Speechless: The Barack Obama Response to a Terrorist Attack

Sunday, March 30, 2008

Could be – although I certainly hope not – that we’re about to have one of those 3 o’clock in the morning moments Senator Clinton talks about.

Ayman Al-Zawahri, Al Qaeda’s second in command under Osama Bin Laden, has released a video which differs from those he and Mr.

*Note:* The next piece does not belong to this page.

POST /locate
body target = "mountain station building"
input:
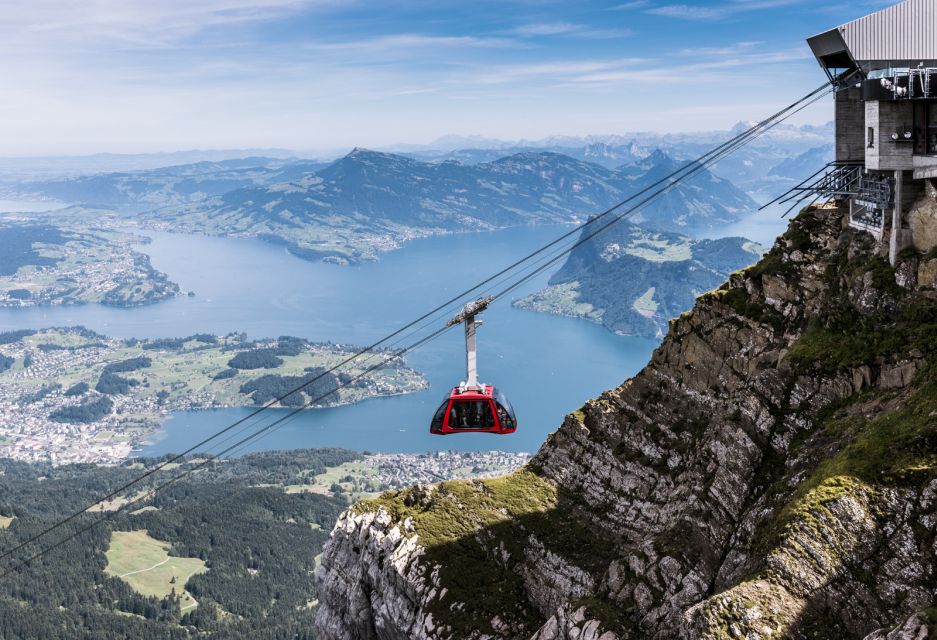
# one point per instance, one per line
(884, 71)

Bin Laden have produced previously.  According to one analyst I saw interviewed on MSNBC yesterday, the video seemed rushed, did not come through the usual channels and, most strikingly, used remarkably direct language in the way it seemed to literally give orders for attacks on the United States and Israel.  Who knows what all this means, but it got me thinking.  What if there is an attack before the convention, before the Democratic nominee is selected?  What difference will it make?

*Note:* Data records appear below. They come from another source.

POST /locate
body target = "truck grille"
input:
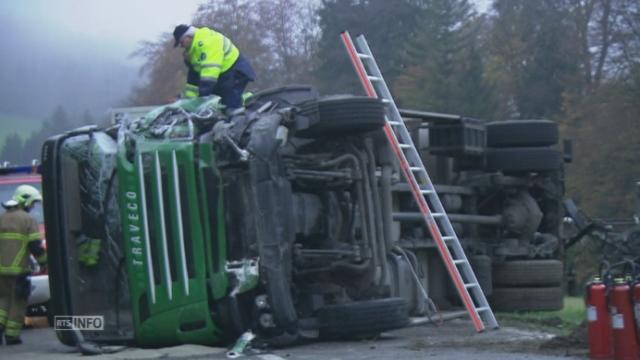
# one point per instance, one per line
(163, 188)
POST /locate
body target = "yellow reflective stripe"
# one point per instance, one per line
(42, 259)
(13, 328)
(11, 270)
(14, 236)
(226, 44)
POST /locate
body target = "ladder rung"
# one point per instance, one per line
(474, 299)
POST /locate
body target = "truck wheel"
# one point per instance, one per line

Senator Obama will find it difficult to resist the opportunity to remind voters that he opposed the use of military force in Iraq from the start, even when it made no sense in light of threats to our security which he acknowledged in the same October 2, 2002 speech.  The fact that the wisdom of his opposition to the use of military force in Iraq is convenient hindsight will be lost in the excitement of the moment.  (See “Reckless Endangerment” posted February 23.)  He will want to tell us that the attack might have never happened had we focused our attention on Afghanistan instead, but may not for fear voters will be annoyed by his taking advantage of the attack to further his campaign.

He’ll give one of his trademark, feel good “Obama Knows Best” speeches to divert our attention from the question at hand:  The attack has happened.  You’re President of the United States.  What specifically do you do?  “This is not a drill,” will be the message that threatens to take him off his game.

Personally, I don’t have the slightest idea.  Depending upon the circumstances of the attack, I can imagine all manner of reactions which might be appropriate.  I’m sure both campaigns have anticipated an attack, and have prepared their candidates with responses which will be perfectly scripted to seem instinctive and unscripted, the way you would hope a seasoned Commander-in-Chief would be ready in any eventuality.

Senator Obama believes in talking to everyone, including the leaders of countries which may be outright enemies of our state.  Admirable, but unrealistic.  Even if Al Qaeda would agree to so much as a phone call with an American President, we really don’t want to talk to them.  To meet with Al Qaeda, particularly in the aftermath of an attack, is to give them status, to recognize them in a way which elevates their movement from criminal to something higher, more civil.

He can talk to the leaders of the countries where Al Qaeda is based, but to what end?  To convince them to do our job for us?  To tell them what Secretary Rice and others have made clear to them already?  And how much time is all this talking going to take?

If not talk, then what?  John McCain will tell the voters he supports the use of our military, if necessary, to find and dispatch the perpetrators, and to punish Al Qaeda in general.  It’s the Israeli concept of hit me, I’ll hit you back harder, words to live by which have gone a long way to protect a people surrounded by its enemies.

Nobody doubts that Hillary Clinton and John McCain would engage the military, certainly for a police action of the sort we’re discussing.  Barack Obama will have to agree or risk not seeming Presidential – and do it without whining about how we got into this mess.  Even more stifling, all three candidates will need to be careful not to undercut the current administration for which this scenario will be far from an academic exercise.  With a new administration just months away, our allies and enemies alike will want to wait to do business with the next Commander-in-Chief, particularly if they sense he might be naïve, inexperienced, and disinclined to use force.

Strip away the power of his rhetoric, hardly an effective weapon against terrorists, replace the exuberant crowds with a nation of worried families and concerned businesses.  What does that leave for him to demonstrate the insight and leadership he’s so often promised?